In late September, a compliance manager instructed colleagues to “identify your lowest performer please and get back to me before 10 am tomorrow.”
By mid-October, the company had shut or shrank several teams, including in its robotics department
Soon after, a senior AWS manager ordered colleagues to stop hiring and “stack rank your team members asap,” referring to the practice of pitting employees’ performance against each other and trying to force out the lowest-ranked workers. “I know it may sound like a mixed msg but we need to hire fast and also identify 3-4 employees we think aren’t suited for our growth ambitions.”
The next day, Amazon announced a companywide hiring freeze. It was still not enough.
By Tuesday, November 15, Amazon began the widest-reaching corporate layoffs in its history, reportedly slashing about 10,000 positions.
Amazon has been a powerful engine of job growth for more than a decade, building a vast network of warehouses run by hundreds of thousands of workers, while spinning up a constant stream of ambitious projects, such as live radio platform Amp; video game streaming service Luna; a travel division, Explore; a satellite constellation Project Kuiper, and consumer electronics like the Astro home robot, the Halo fitness tracking band, and the Glow children’s tablet. 

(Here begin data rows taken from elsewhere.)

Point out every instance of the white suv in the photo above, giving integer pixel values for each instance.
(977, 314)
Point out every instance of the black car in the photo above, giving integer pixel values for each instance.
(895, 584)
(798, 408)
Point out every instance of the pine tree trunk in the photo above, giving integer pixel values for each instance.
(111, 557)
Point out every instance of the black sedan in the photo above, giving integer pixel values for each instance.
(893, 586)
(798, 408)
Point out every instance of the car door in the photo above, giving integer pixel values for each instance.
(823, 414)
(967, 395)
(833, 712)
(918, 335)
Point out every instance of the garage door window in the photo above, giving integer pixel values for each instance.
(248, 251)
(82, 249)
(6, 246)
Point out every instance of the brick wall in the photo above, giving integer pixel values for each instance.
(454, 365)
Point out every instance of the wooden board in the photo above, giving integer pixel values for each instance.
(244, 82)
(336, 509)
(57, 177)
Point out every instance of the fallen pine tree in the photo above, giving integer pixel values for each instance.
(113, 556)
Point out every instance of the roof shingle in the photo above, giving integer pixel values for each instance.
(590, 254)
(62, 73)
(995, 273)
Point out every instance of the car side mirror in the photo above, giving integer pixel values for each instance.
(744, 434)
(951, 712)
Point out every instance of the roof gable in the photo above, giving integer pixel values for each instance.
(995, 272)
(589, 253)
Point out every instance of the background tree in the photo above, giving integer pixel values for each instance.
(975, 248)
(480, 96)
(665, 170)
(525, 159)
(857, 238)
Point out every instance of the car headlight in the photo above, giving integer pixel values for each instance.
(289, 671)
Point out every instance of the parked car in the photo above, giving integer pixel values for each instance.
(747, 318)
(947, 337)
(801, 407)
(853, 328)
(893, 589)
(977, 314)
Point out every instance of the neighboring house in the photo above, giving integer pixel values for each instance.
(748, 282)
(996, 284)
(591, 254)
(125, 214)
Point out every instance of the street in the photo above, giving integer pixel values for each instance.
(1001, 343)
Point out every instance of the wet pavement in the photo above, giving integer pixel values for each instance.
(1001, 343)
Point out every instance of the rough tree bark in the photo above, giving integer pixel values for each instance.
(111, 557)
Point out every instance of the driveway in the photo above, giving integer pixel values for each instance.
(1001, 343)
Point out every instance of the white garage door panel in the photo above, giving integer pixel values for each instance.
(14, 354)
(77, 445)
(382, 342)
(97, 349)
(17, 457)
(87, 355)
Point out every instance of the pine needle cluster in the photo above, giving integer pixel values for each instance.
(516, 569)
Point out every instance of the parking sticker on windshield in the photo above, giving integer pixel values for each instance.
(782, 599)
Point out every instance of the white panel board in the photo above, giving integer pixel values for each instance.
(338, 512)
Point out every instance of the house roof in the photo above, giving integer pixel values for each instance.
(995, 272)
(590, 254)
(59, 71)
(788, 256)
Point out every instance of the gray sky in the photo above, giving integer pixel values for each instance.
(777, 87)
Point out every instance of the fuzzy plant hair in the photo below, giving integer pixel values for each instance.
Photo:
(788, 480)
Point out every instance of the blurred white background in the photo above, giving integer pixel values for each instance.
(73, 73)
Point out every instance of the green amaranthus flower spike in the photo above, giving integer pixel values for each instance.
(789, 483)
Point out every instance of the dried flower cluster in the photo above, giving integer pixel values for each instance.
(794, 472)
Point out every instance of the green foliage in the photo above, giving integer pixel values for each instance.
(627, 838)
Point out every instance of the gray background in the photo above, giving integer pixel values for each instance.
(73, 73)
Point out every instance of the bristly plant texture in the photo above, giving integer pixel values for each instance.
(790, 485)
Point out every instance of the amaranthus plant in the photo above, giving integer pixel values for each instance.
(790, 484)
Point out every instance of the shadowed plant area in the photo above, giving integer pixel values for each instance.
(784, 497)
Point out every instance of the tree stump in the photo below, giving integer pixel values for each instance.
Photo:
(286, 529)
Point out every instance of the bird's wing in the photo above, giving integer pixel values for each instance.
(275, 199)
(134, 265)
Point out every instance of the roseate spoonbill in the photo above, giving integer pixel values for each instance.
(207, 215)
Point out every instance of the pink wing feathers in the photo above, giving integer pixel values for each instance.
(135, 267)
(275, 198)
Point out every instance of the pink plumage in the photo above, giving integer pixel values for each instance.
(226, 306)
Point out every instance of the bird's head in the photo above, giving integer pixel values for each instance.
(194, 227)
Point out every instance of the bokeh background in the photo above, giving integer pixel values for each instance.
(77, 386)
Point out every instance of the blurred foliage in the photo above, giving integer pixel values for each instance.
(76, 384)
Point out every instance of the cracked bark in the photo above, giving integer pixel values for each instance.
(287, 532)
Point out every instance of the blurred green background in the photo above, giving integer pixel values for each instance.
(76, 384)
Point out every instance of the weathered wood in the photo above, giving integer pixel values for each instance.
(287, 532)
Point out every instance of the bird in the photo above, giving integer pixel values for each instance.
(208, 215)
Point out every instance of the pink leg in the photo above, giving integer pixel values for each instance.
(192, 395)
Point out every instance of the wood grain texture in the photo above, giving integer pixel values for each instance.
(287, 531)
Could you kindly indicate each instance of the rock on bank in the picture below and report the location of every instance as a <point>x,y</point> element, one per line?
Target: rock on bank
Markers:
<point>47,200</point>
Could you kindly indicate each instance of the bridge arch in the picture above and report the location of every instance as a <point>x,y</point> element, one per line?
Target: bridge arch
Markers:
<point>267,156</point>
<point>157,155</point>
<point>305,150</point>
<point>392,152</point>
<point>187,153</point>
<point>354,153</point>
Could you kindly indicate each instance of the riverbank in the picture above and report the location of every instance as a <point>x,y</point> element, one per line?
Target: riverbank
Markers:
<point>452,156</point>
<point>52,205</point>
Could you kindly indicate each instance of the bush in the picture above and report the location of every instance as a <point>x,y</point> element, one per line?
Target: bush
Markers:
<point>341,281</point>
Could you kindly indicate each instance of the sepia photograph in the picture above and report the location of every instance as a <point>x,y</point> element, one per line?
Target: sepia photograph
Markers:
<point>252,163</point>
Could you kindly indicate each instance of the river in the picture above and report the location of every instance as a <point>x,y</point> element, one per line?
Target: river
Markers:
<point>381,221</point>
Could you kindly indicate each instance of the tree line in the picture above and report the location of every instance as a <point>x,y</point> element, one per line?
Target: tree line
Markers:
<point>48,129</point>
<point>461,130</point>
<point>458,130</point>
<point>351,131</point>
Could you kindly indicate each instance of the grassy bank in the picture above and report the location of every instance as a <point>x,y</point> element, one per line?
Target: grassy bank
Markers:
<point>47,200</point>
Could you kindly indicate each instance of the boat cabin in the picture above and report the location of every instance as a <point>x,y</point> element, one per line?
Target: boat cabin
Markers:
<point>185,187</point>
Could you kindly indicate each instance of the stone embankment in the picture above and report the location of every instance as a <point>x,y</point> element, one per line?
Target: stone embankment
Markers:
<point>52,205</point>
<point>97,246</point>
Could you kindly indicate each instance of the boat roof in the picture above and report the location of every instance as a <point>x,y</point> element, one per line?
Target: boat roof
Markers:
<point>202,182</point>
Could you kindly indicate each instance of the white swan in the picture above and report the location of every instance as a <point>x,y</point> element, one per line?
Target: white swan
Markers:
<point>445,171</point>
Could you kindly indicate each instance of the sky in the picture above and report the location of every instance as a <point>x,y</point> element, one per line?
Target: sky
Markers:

This week marked the end of that incredible run. Many of those ambitious initiatives are now dead or, at best, limping. A pandemic-era online shopping boom has crashed to a halt, leaving the company sub-leasing unused warehouse space. Hundreds of recruiters are gone, signaling a sustained dip in hiring. 
Amazon slashed headcount from multiple Alexa teams, including those working on making Alexa sound more like a human, acquire new skills and respond more creatively to questions. Amazon also made deep cuts to Luna, and offered voluntary buyouts to recruiters in the US and India. 
Later in the week, employees in Amazon’s retail business unit learned they would face layoffs as well – once the peak holiday shopping season was over.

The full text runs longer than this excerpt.